New Home

I'm glad you found my blog! Please visit my current blog at http://entrusted.wordpress.com.

5.30.2007

In the Dark

Sadly, the two pinpricks of light and hope have been swallowed up in darkness. I grieve, dear embryos, that you could not live.

If You should speak or should remain in silence
Should give me light or lead me through the dark
Whatever cost, whatever joy or sorrow
I'll worship still, because of who You are.
(Starfield)

It seems that silence and darkness will remain yet longer. The cost is great, but I will keep fighting to trust and worship my Savior and Creator in the midst of sorrow.

"The Lord gave, and the Lord has taken away;
blessed be the name of the Lord."
(Job 1:21)

9 comments:

Anonymous said...

Oh, I am so, so sorry. I had been praying so hard for those little lives. They gave you hope while they were here; perhaps God used them as His vessels to feed you enough hope to sustain you on the rest of your journey to parenthood.

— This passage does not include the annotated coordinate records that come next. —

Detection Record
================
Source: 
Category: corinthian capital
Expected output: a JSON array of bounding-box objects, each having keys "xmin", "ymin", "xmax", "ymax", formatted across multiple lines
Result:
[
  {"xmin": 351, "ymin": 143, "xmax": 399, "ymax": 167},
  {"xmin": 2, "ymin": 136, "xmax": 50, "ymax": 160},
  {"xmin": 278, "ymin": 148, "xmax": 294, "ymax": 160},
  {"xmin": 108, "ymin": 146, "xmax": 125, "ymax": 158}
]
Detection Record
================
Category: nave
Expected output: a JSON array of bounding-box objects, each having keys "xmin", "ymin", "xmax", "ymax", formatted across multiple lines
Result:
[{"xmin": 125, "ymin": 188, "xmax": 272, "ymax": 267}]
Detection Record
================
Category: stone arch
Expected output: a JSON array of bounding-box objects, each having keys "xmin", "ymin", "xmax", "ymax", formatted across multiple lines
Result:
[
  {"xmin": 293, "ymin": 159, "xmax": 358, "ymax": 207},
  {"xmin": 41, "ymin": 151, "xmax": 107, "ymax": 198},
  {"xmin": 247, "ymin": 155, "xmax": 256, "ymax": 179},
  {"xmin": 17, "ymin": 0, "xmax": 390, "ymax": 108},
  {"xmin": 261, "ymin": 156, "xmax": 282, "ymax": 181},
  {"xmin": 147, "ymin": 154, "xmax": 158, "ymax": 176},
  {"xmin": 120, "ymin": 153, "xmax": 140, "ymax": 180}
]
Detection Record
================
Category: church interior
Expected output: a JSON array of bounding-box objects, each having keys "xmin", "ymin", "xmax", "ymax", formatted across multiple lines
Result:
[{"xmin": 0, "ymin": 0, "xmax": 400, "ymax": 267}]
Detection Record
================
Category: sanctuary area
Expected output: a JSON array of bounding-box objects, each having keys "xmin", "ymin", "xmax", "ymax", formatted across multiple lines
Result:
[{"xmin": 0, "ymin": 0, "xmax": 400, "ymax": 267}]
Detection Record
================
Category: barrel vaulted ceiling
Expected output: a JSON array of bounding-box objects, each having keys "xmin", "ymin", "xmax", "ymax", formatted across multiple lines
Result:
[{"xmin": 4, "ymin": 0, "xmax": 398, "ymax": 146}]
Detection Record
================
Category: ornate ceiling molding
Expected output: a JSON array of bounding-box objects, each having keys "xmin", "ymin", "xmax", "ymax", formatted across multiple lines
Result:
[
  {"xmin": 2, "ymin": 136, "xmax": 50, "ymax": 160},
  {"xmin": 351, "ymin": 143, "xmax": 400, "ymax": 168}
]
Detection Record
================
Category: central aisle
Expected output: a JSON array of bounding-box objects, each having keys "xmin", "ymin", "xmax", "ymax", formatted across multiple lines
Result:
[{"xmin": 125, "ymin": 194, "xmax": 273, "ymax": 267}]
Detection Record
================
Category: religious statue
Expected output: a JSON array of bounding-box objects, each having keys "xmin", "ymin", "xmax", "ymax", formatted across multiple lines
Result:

I know this doesn't make you feel ANY better, and normally I hate when people say "well, Iknow someone who ___________" but I thought it was worth mentioning...I know three people who carried babies to term after a second try at IVF, when the first one had failed. Two of them in particular were desolate and broken after the first cycle failed...but then the second cycle worked. I'm not, of course, saying "this is what will happen to YOU"...but the hope is there. I will continue to pray for you.

Denise said...

I'd been thinking, thinking, thinking and praying for you, dear new friend. It's been a busy weekend/day here and I'd been hoping to email before now. I was a little tenuous when you didn't post immediately, fearing what it might mean. You and your husband are in my prayers, I cannot even being to imagine how hard this is. I'm praying Psalm 34 for you tonight.

Me said...

My heart grieves for you and your husband. The loss I know seems unbearable.

You number my wanderings; Put my tears into Your bottle; Are they not in Your book? When I cry out to You, Then my enemies will turn back; This I know, because God is for me. Psalm 56:8-9

My thoughts and prayers are with you. Elaine

Linda said...

The pathway is broken
And The signs are unclear
And I don't know the reason why You brought me here
But just because You love me the way that You do
I'm gonna walk through the valley
If You want me to

Chorus:
Cause I'm not who I was
When I took my first step
And I'm clinging to the promise You're not through with me yet
so if all of these trials bring me closer to you
Then I will walk through the fire
If You want me to

It may not be the way I would have chosen
When you lead me through a world that's not my home
But You never said it would be easy
You only said I'd never go alone

So When the whole world turns against me
And I'm all by myself
And I can't hear You answer my cries for help
I'll remember the suffering Your love put You through
And I will go through the valley
If You want me to

~Ginney Owens (one of my favorite artists)

This my theme song for infertility and other hard things. I thought maybe it would help you, too. I'm so sorry, dear. I was praying so hard that the answer would be yes.

Amy said...

I'm so sorry Andrea. I am praying that your heart would be comforted and that hope will endure.

Michele said...

Grieving with you, my friend. I don't know what else to say.

andrea_jennine said...

Thank you all for your words of comfort and encouragement. They mean so much...

GLouise said...

Oh sweet friend, I am so sorry to hear this. I was holding out so much hope for you and your embies.

glenna marshall said...

I don't know you...but your blog was given to me through a friend. I am so sorry for your loss. Although a fellow "sufferer" of infertility, I can only imagine your grief.
You are in my prayers.
Praying that the Lord blesses you with a quiverful soon.